En el mismo instante en que acabó de hablar, el hilo
de araña, que hasta entonces no había sufrido ningún daño, de repente cruje y
se parte, justamente por donde Kandata se agarraba. Kandata está perdido. No
tiene tiempo de decir nada más. Aturdido, empieza a caer haciendo giros, hasta
precipitarse en las profundidades del infierno.
El hilo acortado de araña permanece suspenso,
reflejando una brizna de luz en el centro de ese cielo sin luna ni estrellas.
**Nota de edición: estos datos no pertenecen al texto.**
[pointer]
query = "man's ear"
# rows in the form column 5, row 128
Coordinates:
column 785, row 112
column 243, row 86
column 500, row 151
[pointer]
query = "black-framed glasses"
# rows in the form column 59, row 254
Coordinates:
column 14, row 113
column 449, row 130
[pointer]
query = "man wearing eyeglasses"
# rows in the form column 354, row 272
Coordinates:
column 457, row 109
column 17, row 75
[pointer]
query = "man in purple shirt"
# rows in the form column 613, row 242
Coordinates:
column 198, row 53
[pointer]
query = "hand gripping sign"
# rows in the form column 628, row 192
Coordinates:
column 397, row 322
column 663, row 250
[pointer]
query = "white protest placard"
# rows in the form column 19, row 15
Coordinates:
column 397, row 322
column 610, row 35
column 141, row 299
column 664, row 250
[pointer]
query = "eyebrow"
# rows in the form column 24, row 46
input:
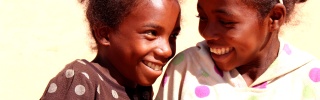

En el paraíso, el sublime Buda estaba al lado del
Lago de Loto, acompañando, desde el inicio al desenlace, los episodios de este
drama. Cuando, al final, Kandata cae como una piedra, en lo más hondo del Lago
de Sangre, una expresión de tristeza atraviesa el rostro del sublime Buda. Se
aparta del lago, con la intención de terminar su paseo. Aunque el duro corazón
de Kandata, que intentó huir solo del infierno, haya recibido un castigo
absolutamente justo, un destino tan infeliz llena de compasión al sublime Buda.
Tales hechos no conmueven a las flores, las lindas
flores blancas del Lago de Loto, que inclinan sus cálices a los pies del
sublime Buda, y exhalan, día y noche, un suave perfume que proviene de los
estambres dorados. Dentro de poco, será mediodía en el paraíso.